The 2015 movie is a different animal. The ability to distinguish a Credit Default Swap from a Collateralized Debt Obligation is not essential, but it does help. Lewis’ telling is a bit like watching CNBC — the primary audience has enough of an idea that it doesn’t need a refresher. Adam McKay’s adaptation is closer to The Daily Show with its footnotes and asides — the Jenga bit is a good example — that make the related jargon understandable; an important feature with more complex derivatives, like one known as a synthetic CDO. The Anchorman auteur took a chance by breaking Denis Diderot’s fourth wall a few times to bring the audience into the scam in a movie that could otherwise play like a satire, an unintended benefit of Lewis’ thorough research. The Blind Side author included tales of CDO traders who were profiting handsomely from the subprime business and employees at one of three rating agencies who were unwilling to prod big players like Goldman Sachs and Deutsche Bank for fear of losing out to their rivals.
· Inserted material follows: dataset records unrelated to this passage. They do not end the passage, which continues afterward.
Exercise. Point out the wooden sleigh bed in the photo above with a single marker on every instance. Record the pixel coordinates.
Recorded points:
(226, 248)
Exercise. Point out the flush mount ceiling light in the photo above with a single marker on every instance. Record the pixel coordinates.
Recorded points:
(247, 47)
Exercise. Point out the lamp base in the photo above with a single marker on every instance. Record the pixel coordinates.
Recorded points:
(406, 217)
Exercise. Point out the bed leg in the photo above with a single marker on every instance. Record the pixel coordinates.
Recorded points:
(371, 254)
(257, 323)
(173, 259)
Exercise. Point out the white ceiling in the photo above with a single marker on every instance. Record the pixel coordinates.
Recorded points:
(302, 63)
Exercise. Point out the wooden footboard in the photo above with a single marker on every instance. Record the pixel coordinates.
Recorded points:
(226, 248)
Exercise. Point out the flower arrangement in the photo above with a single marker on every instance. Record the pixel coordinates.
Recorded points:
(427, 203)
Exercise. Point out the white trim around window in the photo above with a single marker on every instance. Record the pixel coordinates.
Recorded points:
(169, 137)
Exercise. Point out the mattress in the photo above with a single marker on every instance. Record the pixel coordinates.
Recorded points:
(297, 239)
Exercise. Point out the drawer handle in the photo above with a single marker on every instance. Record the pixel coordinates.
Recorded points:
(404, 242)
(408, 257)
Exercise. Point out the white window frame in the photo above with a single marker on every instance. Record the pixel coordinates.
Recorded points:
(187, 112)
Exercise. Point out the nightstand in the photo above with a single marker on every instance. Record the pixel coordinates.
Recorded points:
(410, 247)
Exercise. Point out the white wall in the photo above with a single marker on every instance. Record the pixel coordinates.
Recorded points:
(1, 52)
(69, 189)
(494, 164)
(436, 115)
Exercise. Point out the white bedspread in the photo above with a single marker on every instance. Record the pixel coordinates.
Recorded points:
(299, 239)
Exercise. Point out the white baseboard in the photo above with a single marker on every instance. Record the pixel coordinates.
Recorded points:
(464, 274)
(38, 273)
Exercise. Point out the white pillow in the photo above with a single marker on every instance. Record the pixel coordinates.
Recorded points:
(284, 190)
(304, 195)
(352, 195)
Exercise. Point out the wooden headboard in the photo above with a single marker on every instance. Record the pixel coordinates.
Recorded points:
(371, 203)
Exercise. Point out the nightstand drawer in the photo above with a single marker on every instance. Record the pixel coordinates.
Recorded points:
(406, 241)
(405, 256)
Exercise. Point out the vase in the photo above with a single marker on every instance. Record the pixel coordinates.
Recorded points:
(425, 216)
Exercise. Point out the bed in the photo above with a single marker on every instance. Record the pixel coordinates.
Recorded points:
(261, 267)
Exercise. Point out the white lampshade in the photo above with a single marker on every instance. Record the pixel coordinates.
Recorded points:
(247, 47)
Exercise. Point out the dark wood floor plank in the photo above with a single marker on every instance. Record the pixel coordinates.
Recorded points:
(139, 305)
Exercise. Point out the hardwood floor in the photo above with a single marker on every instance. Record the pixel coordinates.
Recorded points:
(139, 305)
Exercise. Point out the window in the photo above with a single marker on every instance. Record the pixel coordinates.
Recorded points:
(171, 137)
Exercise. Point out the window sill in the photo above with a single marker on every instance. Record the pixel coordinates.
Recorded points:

Both versions are missing anything more than anecdotes from the borrowers central to events, like one Lewis offered of a housekeeper/townhouse owner from New York who, as the home’s value climbed, was approached by lenders encouraging her to refinance and take out another loan. Their stories could have been useful along the way, but would have drawn the focus from where it belongs when panic and denial start setting in as default rates overwhelmed lender’s projections. There are plenty of theories that explain who or what was at fault; fingers started pointing in every direction from the first signs of a collapse. Inside the Doomsday Machine is not an attempt to find an answer or a villain. It is a window into the chain of events that inspired a call to use eminent domain to rescue “underwater” homeowners, rallied protesters seeking refinancing on upside-down loans, and brought on a settlement between five major banks and the federal government. It is still echoing in this year’s presidential campaign, most notably in Bernie Sanders’ crusade against Wall Street. After this ride the finance industry will never look the same again.